Responding to sharp questioning about the four hijackers, whose whereabouts were unknown after they had surrendered to Egyptian authorities, Reagan ambled and rambled. He bogged and fogged. He bumbled and stumbled. He was inarticulate, confusing and sounded uninformed.
Then came the question about the promise of Palestine Liberation Organization chairman Yasser Arafat to prosecute the hijackers if they come under his control.
Yes, Reagan said, that would be fine with him if Arafat "believes their organization has enough of . . . of . . . of a national setup . . . like a nation, that they can bring them to justice and carry this out . . . they can do it."
That was a shocker, as NBC anchorman Tom Brokaw immediately noted afterward, because the United States does not recognize the PLO as a sovereign state. So Reagan's reply seemed to conflict with his own Administration's policy.
Sure enough, Reagan later issued a "clarification," saying that he opposed the PLO putting the hijackers on trial and that he meant to say that he favored the PLO turning the hijackers over to a "sovereign state."
Which is exactly what he did not say.
The televised interview imparted a scene that could never be fully captured in print. It showed a President who was seemingly muddled about some areas of a volatile incident that had occupied the White House for more than two days.
Two questions: How could Reagan have become so confused about something so pressing? And should NBC and other networks have aired the President's comments, knowing his tendency to misspeak at times like this?
I can't answer the first question, but the answer to the second question is a clear "Yes!"
It's important for the nation to see all sides of a President, not just his carefully managed public persona.
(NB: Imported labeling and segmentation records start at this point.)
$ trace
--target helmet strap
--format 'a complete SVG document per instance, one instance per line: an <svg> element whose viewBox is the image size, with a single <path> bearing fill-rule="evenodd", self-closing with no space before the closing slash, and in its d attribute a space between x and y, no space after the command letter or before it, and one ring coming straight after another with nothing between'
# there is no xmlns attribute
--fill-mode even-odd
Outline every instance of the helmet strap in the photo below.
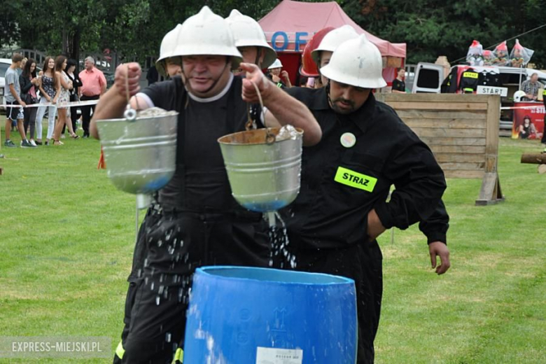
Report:
<svg viewBox="0 0 546 364"><path fill-rule="evenodd" d="M328 99L330 107L332 107L334 104L332 102L332 99L330 98L330 78L328 78L328 83L326 84L326 97Z"/></svg>

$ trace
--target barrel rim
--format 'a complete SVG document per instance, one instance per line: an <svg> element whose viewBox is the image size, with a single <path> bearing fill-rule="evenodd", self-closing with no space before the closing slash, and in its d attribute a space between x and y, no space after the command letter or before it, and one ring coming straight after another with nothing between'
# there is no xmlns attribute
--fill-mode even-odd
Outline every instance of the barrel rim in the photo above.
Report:
<svg viewBox="0 0 546 364"><path fill-rule="evenodd" d="M253 279L248 277L229 276L224 276L220 274L214 274L211 273L211 272L212 271L225 271L228 270L241 270L241 271L255 270L255 271L260 271L262 272L276 272L277 274L283 274L284 276L298 275L300 276L304 276L308 278L310 278L312 276L315 276L315 277L320 276L321 278L324 279L330 279L330 281L316 282L309 280L309 281L307 281L307 282L306 281L291 282L291 281L274 280L274 279ZM233 266L232 265L204 266L204 267L200 267L199 268L197 268L195 270L195 273L196 274L200 273L206 276L214 276L219 279L223 279L223 280L248 281L248 282L265 282L265 283L274 284L288 284L290 286L306 286L317 287L317 286L339 286L340 284L352 284L352 285L354 284L354 279L342 276L336 276L334 274L326 274L324 273L311 273L308 272L300 272L300 271L294 271L294 270L277 270L274 268L262 268L258 267L239 267L234 265Z"/></svg>

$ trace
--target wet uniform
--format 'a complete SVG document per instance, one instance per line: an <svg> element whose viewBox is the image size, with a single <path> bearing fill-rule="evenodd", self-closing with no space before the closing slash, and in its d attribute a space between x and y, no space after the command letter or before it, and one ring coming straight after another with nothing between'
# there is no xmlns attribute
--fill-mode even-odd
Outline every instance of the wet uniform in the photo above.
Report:
<svg viewBox="0 0 546 364"><path fill-rule="evenodd" d="M195 267L269 265L267 224L260 214L245 210L233 199L217 141L244 130L247 121L242 82L231 77L222 92L206 99L188 94L180 77L154 83L141 94L148 104L180 113L176 169L139 230L125 327L114 363L172 361L183 345Z"/></svg>
<svg viewBox="0 0 546 364"><path fill-rule="evenodd" d="M326 88L288 92L309 108L323 131L318 144L304 148L300 194L282 211L296 269L355 280L358 363L372 363L382 255L377 241L368 241L368 214L375 209L385 227L400 229L434 214L421 230L431 232L429 241L444 240L447 224L443 237L436 225L442 220L443 172L428 147L371 93L360 109L341 115L328 105ZM392 185L396 189L387 203Z"/></svg>

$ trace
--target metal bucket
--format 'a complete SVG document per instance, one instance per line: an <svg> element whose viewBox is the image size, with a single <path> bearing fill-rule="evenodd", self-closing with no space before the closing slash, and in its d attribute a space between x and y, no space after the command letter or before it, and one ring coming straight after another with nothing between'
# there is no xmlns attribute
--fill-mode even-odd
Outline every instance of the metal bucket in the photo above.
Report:
<svg viewBox="0 0 546 364"><path fill-rule="evenodd" d="M150 194L169 183L176 166L178 113L134 120L97 120L108 176L118 190Z"/></svg>
<svg viewBox="0 0 546 364"><path fill-rule="evenodd" d="M270 128L274 135L279 128ZM266 143L267 131L258 129L218 139L232 193L246 209L276 211L292 202L300 192L303 131L295 139Z"/></svg>
<svg viewBox="0 0 546 364"><path fill-rule="evenodd" d="M193 276L184 363L354 364L354 281L244 267Z"/></svg>

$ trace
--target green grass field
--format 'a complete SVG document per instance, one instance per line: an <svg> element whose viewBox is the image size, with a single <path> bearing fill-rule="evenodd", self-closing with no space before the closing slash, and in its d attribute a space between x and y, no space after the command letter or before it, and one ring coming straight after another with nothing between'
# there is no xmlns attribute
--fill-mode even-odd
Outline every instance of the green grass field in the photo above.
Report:
<svg viewBox="0 0 546 364"><path fill-rule="evenodd" d="M18 144L18 135L12 139ZM0 150L0 336L108 336L113 353L134 197L97 169L97 141L64 140ZM381 237L377 363L546 363L546 176L519 163L522 152L540 149L537 141L501 139L506 201L497 205L474 206L480 181L448 180L452 267L446 274L433 274L416 227L397 230L394 244L390 232Z"/></svg>

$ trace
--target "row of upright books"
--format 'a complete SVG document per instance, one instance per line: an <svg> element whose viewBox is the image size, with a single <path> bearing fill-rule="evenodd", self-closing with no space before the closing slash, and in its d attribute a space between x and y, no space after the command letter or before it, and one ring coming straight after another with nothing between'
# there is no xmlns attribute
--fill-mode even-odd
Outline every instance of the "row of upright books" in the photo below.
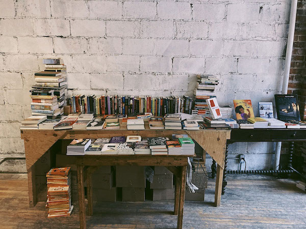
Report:
<svg viewBox="0 0 306 229"><path fill-rule="evenodd" d="M79 95L69 99L70 112L104 114L128 114L151 112L154 116L184 112L191 113L192 99L184 96L169 97L117 95L86 96Z"/></svg>
<svg viewBox="0 0 306 229"><path fill-rule="evenodd" d="M54 119L64 113L67 94L66 68L60 59L44 59L45 70L35 73L36 84L30 90L32 115Z"/></svg>
<svg viewBox="0 0 306 229"><path fill-rule="evenodd" d="M194 142L187 135L142 138L140 135L114 136L95 139L75 139L67 147L67 155L194 154Z"/></svg>

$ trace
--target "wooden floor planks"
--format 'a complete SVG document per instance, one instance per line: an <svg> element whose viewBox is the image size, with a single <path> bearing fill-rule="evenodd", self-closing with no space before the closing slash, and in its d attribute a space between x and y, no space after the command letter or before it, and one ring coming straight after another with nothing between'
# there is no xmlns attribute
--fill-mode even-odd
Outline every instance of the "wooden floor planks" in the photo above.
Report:
<svg viewBox="0 0 306 229"><path fill-rule="evenodd" d="M184 228L306 228L306 194L290 179L228 175L221 207L213 207L214 181L204 203L185 202ZM79 228L75 205L69 217L48 219L45 204L29 208L26 175L0 174L2 228ZM94 203L89 228L175 228L174 202Z"/></svg>

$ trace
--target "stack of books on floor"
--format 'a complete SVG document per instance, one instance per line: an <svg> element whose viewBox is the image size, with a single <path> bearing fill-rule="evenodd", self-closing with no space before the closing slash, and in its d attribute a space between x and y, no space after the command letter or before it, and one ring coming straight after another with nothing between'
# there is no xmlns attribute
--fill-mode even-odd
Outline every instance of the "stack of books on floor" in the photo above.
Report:
<svg viewBox="0 0 306 229"><path fill-rule="evenodd" d="M52 168L46 174L48 218L70 215L71 175L70 167Z"/></svg>
<svg viewBox="0 0 306 229"><path fill-rule="evenodd" d="M151 118L149 121L150 129L165 129L164 122L161 118Z"/></svg>
<svg viewBox="0 0 306 229"><path fill-rule="evenodd" d="M164 137L148 138L151 154L152 155L167 155L167 139Z"/></svg>
<svg viewBox="0 0 306 229"><path fill-rule="evenodd" d="M21 121L20 130L35 130L39 125L47 119L45 116L32 116Z"/></svg>
<svg viewBox="0 0 306 229"><path fill-rule="evenodd" d="M126 128L128 130L144 130L143 119L128 119Z"/></svg>
<svg viewBox="0 0 306 229"><path fill-rule="evenodd" d="M182 155L193 155L194 154L194 142L190 137L181 137L178 138L181 146Z"/></svg>
<svg viewBox="0 0 306 229"><path fill-rule="evenodd" d="M248 118L247 121L254 124L254 128L266 128L268 127L269 122L262 118Z"/></svg>
<svg viewBox="0 0 306 229"><path fill-rule="evenodd" d="M210 75L198 75L197 77L196 88L194 91L195 100L192 113L209 117L211 113L206 99L216 97L214 92L218 80L216 76Z"/></svg>
<svg viewBox="0 0 306 229"><path fill-rule="evenodd" d="M177 140L167 141L168 147L168 154L169 155L182 155L182 147Z"/></svg>
<svg viewBox="0 0 306 229"><path fill-rule="evenodd" d="M67 146L67 155L85 155L85 151L91 144L90 138L79 138L73 139Z"/></svg>
<svg viewBox="0 0 306 229"><path fill-rule="evenodd" d="M226 119L233 118L233 107L231 107L230 106L220 106L219 107L222 117Z"/></svg>
<svg viewBox="0 0 306 229"><path fill-rule="evenodd" d="M44 59L44 71L35 74L36 84L30 90L32 115L54 119L64 113L67 94L66 66L62 60Z"/></svg>
<svg viewBox="0 0 306 229"><path fill-rule="evenodd" d="M168 113L165 118L165 129L182 130L181 115L177 113Z"/></svg>

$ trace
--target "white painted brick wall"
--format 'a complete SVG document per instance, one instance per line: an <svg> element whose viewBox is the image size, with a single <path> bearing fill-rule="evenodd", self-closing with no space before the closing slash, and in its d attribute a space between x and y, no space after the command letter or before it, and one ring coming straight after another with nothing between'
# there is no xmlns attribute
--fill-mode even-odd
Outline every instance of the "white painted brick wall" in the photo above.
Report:
<svg viewBox="0 0 306 229"><path fill-rule="evenodd" d="M191 95L195 74L204 73L220 79L220 105L272 101L280 90L289 4L0 0L0 155L23 153L18 127L31 114L29 90L46 58L64 60L70 95Z"/></svg>

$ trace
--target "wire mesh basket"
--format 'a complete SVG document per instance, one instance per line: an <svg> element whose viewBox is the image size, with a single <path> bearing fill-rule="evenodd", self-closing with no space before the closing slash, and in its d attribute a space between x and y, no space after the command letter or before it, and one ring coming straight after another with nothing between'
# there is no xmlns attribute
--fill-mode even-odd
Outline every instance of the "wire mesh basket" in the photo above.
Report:
<svg viewBox="0 0 306 229"><path fill-rule="evenodd" d="M192 166L192 178L191 182L199 190L207 188L208 175L205 166L202 165L202 161L195 158L190 158Z"/></svg>

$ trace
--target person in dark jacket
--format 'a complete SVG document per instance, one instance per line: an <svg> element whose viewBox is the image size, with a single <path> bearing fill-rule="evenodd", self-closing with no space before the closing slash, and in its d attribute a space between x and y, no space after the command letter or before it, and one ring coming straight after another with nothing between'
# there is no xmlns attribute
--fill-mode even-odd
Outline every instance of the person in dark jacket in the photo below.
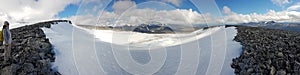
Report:
<svg viewBox="0 0 300 75"><path fill-rule="evenodd" d="M3 38L4 38L4 60L7 61L9 60L9 58L11 57L11 42L12 42L12 38L11 38L11 32L9 30L9 23L8 21L5 21L4 22L4 25L3 25L3 29L2 29L2 35L3 35Z"/></svg>

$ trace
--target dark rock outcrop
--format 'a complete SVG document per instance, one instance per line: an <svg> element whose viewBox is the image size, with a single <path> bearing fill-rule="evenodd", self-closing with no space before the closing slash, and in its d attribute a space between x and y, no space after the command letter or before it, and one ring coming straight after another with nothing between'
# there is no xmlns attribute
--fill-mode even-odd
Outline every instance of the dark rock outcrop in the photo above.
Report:
<svg viewBox="0 0 300 75"><path fill-rule="evenodd" d="M300 33L237 26L243 52L231 67L238 75L299 75Z"/></svg>
<svg viewBox="0 0 300 75"><path fill-rule="evenodd" d="M51 24L58 22L71 23L68 20L54 20L11 29L11 58L4 61L1 56L1 75L59 75L60 73L51 69L50 63L55 61L55 53L41 29L50 28ZM3 46L0 52L3 54Z"/></svg>

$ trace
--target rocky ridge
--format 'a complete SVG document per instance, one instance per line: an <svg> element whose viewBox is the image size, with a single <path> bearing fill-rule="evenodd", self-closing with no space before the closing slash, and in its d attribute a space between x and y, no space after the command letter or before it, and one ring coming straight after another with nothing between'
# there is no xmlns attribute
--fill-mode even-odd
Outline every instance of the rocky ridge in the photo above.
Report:
<svg viewBox="0 0 300 75"><path fill-rule="evenodd" d="M243 52L233 59L237 75L299 75L300 33L237 26Z"/></svg>
<svg viewBox="0 0 300 75"><path fill-rule="evenodd" d="M4 61L3 55L0 57L1 75L60 75L51 69L50 63L55 61L55 53L41 29L50 28L51 24L58 22L71 23L68 20L54 20L11 29L11 58ZM0 52L3 54L3 46Z"/></svg>

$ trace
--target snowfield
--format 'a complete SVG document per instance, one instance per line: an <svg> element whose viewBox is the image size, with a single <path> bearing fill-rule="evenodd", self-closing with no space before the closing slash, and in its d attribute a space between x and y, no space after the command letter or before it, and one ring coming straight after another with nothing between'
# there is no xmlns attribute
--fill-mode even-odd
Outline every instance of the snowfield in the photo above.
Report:
<svg viewBox="0 0 300 75"><path fill-rule="evenodd" d="M235 28L145 34L59 23L43 30L56 53L53 68L63 75L232 75L231 60L241 52Z"/></svg>

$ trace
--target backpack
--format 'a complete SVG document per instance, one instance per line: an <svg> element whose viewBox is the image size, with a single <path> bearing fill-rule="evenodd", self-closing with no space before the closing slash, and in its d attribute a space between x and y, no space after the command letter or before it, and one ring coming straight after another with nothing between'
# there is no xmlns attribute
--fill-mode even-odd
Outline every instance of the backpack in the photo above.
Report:
<svg viewBox="0 0 300 75"><path fill-rule="evenodd" d="M3 33L2 33L2 30L0 30L0 42L3 42L3 41L4 41Z"/></svg>

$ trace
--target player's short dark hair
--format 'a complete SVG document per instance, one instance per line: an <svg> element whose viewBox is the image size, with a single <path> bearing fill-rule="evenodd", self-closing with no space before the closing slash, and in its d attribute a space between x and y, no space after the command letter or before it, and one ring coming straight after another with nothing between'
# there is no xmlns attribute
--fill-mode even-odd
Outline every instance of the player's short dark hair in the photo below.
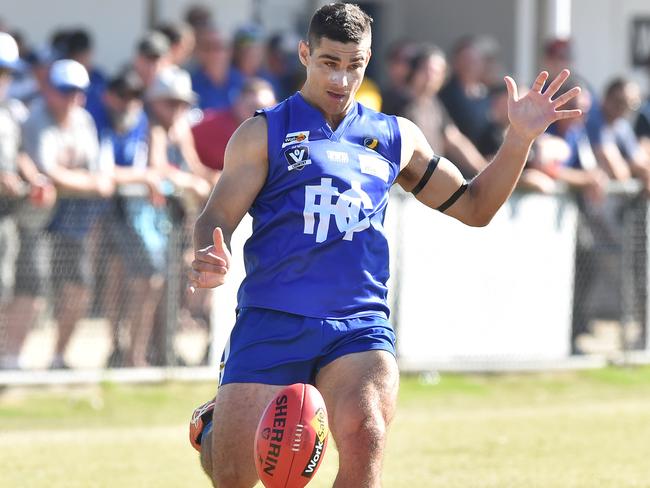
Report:
<svg viewBox="0 0 650 488"><path fill-rule="evenodd" d="M359 44L371 33L372 17L352 3L330 3L319 8L309 23L307 40L311 48L323 37Z"/></svg>

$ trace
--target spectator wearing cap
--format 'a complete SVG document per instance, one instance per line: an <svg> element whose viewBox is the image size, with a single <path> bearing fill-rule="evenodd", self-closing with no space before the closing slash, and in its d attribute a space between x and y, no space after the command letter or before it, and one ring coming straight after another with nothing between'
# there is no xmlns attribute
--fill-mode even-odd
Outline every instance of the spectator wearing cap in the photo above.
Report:
<svg viewBox="0 0 650 488"><path fill-rule="evenodd" d="M488 123L488 91L483 84L485 69L478 39L464 37L454 46L452 74L440 90L440 100L451 119L475 145Z"/></svg>
<svg viewBox="0 0 650 488"><path fill-rule="evenodd" d="M169 41L162 32L151 31L138 42L133 68L149 87L163 69L169 66Z"/></svg>
<svg viewBox="0 0 650 488"><path fill-rule="evenodd" d="M161 32L169 42L169 62L178 67L185 66L196 44L192 27L183 22L170 22L160 24L156 31Z"/></svg>
<svg viewBox="0 0 650 488"><path fill-rule="evenodd" d="M648 59L647 68L648 75L650 75L650 58ZM650 94L638 109L634 123L634 132L639 138L641 147L650 156Z"/></svg>
<svg viewBox="0 0 650 488"><path fill-rule="evenodd" d="M149 115L149 163L160 171L188 203L202 205L215 173L201 164L194 146L188 110L196 93L187 71L171 66L156 77L146 92Z"/></svg>
<svg viewBox="0 0 650 488"><path fill-rule="evenodd" d="M24 280L15 279L16 272L32 272L24 265L33 259L26 256L29 246L20 246L19 217L29 217L32 206L51 207L55 198L54 187L20 151L20 124L27 110L7 97L19 61L15 40L0 32L0 369L19 367L25 337L44 306L42 298L21 286Z"/></svg>
<svg viewBox="0 0 650 488"><path fill-rule="evenodd" d="M192 71L192 88L202 109L230 107L241 86L241 74L231 67L231 47L228 39L216 29L203 29L196 38L196 61Z"/></svg>
<svg viewBox="0 0 650 488"><path fill-rule="evenodd" d="M453 158L466 176L474 176L487 163L471 141L458 130L438 98L446 73L444 52L434 45L420 46L409 62L406 93L410 99L399 115L422 129L437 154Z"/></svg>
<svg viewBox="0 0 650 488"><path fill-rule="evenodd" d="M264 64L264 33L255 25L240 27L233 38L232 65L243 78L260 76Z"/></svg>
<svg viewBox="0 0 650 488"><path fill-rule="evenodd" d="M386 57L386 74L388 82L382 88L381 111L388 115L398 115L404 112L410 96L406 88L411 58L416 52L416 45L410 41L396 41L388 49Z"/></svg>
<svg viewBox="0 0 650 488"><path fill-rule="evenodd" d="M639 86L623 77L614 78L605 89L602 113L603 127L601 129L602 150L607 157L625 168L634 178L643 184L646 194L650 190L650 154L640 145L630 115L641 105L641 90ZM645 203L644 203L645 209ZM639 235L645 235L647 229L645 210L637 212L635 225ZM630 273L634 276L636 303L634 313L640 324L640 334L637 339L628 344L633 349L646 348L646 316L647 307L647 266L645 244L640 252L635 252L630 263Z"/></svg>
<svg viewBox="0 0 650 488"><path fill-rule="evenodd" d="M298 69L296 46L300 38L291 32L278 33L266 43L265 65L261 77L273 86L278 100L292 95L302 85L302 70Z"/></svg>
<svg viewBox="0 0 650 488"><path fill-rule="evenodd" d="M86 29L68 32L64 57L81 63L88 71L90 84L86 89L86 110L96 120L102 104L102 94L106 89L106 76L93 63L93 40Z"/></svg>
<svg viewBox="0 0 650 488"><path fill-rule="evenodd" d="M185 22L194 29L194 32L214 26L212 11L205 5L190 5L185 12Z"/></svg>
<svg viewBox="0 0 650 488"><path fill-rule="evenodd" d="M226 145L237 127L255 111L276 103L271 84L250 78L242 86L234 105L225 110L206 110L201 122L192 127L196 151L208 168L221 172Z"/></svg>
<svg viewBox="0 0 650 488"><path fill-rule="evenodd" d="M631 175L650 189L650 155L639 144L630 122L631 114L640 104L641 90L636 83L625 78L615 78L609 83L601 105L600 150L612 167L621 168L619 179Z"/></svg>
<svg viewBox="0 0 650 488"><path fill-rule="evenodd" d="M123 71L109 81L102 98L97 126L101 158L114 166L117 184L116 197L102 222L100 266L106 276L105 309L113 327L108 365L142 367L147 360L138 345L149 340L162 295L167 242L159 223L164 196L160 176L148 166L144 83L135 71ZM120 343L120 325L128 326L128 346Z"/></svg>
<svg viewBox="0 0 650 488"><path fill-rule="evenodd" d="M59 332L51 367L65 368L64 353L89 301L88 233L99 211L92 199L112 195L114 185L112 176L99 172L97 132L83 108L88 72L77 61L58 60L49 82L44 103L23 125L23 144L61 195L47 231Z"/></svg>

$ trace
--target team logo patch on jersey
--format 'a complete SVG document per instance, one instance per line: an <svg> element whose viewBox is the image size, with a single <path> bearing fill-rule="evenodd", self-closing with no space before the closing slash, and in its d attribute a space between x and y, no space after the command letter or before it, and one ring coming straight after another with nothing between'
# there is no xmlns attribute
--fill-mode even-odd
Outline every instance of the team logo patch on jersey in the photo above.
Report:
<svg viewBox="0 0 650 488"><path fill-rule="evenodd" d="M311 164L309 159L309 148L307 146L294 146L284 151L284 157L287 158L287 169L289 171L297 169L300 171L308 164Z"/></svg>
<svg viewBox="0 0 650 488"><path fill-rule="evenodd" d="M292 144L300 144L301 142L307 142L307 141L309 141L308 130L289 132L286 136L284 136L284 142L282 143L282 147L284 148L287 146L291 146Z"/></svg>
<svg viewBox="0 0 650 488"><path fill-rule="evenodd" d="M359 167L362 173L376 176L388 183L388 176L390 174L388 163L379 159L377 156L359 154Z"/></svg>
<svg viewBox="0 0 650 488"><path fill-rule="evenodd" d="M379 141L375 139L374 137L366 137L363 140L363 145L366 146L368 149L377 149L377 146L379 145Z"/></svg>
<svg viewBox="0 0 650 488"><path fill-rule="evenodd" d="M350 156L344 151L327 151L327 159L333 163L347 163L350 161Z"/></svg>

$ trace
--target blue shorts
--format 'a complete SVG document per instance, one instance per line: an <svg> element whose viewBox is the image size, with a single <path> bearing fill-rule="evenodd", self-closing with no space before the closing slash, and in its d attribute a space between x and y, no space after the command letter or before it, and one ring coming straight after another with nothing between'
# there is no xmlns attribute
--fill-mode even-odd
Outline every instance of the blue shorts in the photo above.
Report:
<svg viewBox="0 0 650 488"><path fill-rule="evenodd" d="M314 383L321 368L363 351L395 355L395 333L383 317L318 319L263 308L237 315L219 384Z"/></svg>

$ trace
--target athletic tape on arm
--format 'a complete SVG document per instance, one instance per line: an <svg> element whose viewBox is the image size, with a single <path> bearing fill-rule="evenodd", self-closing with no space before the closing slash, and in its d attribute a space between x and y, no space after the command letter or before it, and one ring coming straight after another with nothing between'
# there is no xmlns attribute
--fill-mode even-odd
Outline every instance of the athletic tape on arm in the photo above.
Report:
<svg viewBox="0 0 650 488"><path fill-rule="evenodd" d="M427 165L427 170L422 175L422 178L420 178L418 184L415 185L415 188L411 190L411 193L413 193L413 195L417 195L418 193L420 193L420 191L422 191L422 188L424 188L425 185L428 183L429 179L431 178L431 175L438 167L438 161L440 161L440 156L436 156L434 154L434 156L431 158L431 161L429 161L429 164Z"/></svg>
<svg viewBox="0 0 650 488"><path fill-rule="evenodd" d="M458 188L458 190L456 190L456 191L455 191L455 192L454 192L454 193L453 193L453 194L452 194L452 195L447 199L447 201L445 201L445 203L443 203L442 205L440 205L436 210L438 210L438 211L440 211L440 212L444 212L445 210L447 210L447 209L448 209L449 207L451 207L454 203L456 203L456 200L458 200L458 199L463 195L463 193L465 193L465 190L467 190L467 187L468 187L468 186L469 186L469 183L467 183L466 181L463 181L462 185L460 185L460 188Z"/></svg>

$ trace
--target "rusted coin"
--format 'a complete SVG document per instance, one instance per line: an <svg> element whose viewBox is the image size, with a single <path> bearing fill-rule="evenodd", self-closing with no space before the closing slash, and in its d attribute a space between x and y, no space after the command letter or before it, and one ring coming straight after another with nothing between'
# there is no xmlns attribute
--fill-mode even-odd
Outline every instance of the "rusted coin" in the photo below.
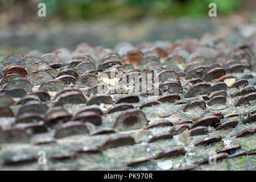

The Chicago Reagan was not the Reagan of the orchestrated public appearance, but it's a side of Reagan that the public should see, one that many reporters who regularly cover him see all the time.
The Chicago incident seemed even more of a jolt because coverage of the luxury liner hijacking had been so low key.
No pictures, no crisis.
The level of TV excitement over the pirating episode has been greatly reduced compared with the frenzy over the June hijacking of TWA Flight 847.
This time, TV had few options. Newscasters were almost forced to put the incident in proper perspective. That was because the 51-hour hijacking ended before the mediajacking could begin.
There have been competing stories, moreover: the baseball playoffs and the deaths of two major actors, Yul Brynner and Orson Welles. Even terrorism--which threatens the lives of more than 500 hostages, including 16 Americans--is no box-office match for the Los Angeles Dodgers.
Besides, a captured ship on the high seas offered no pictorial potential and no chance for the kind of daily prisoner parade that typified the June hostage episode. Good! If the hijackers had been more media savvy, as one expert noted, they would have provided for pool TV coverage on board.
That other parade, meanwhile--of hostage families, present and past diplomats, politicians, Middle East experts, terrorism experts and just about everyone else with an opinion or ax to grind--also was initially held to a minimum.
Even Henry Kissinger was nowhere to be found. Not immediately, anyway.
For the most part, the major networks and Cable News Network initially were left only with rumors about the identities of the hijackers, the location of the ship and the fate of the hostages.
ABC's Peter Jennings was close to the mark Wednesday in jesting about the "blame and the counterblame and the disinformation and the propaganda" that awaited viewers on the evening news.
The family of Leon Klinghoffer, the New Yorker murdered by the hijackers, was on TV early Wednesday before getting word of his death.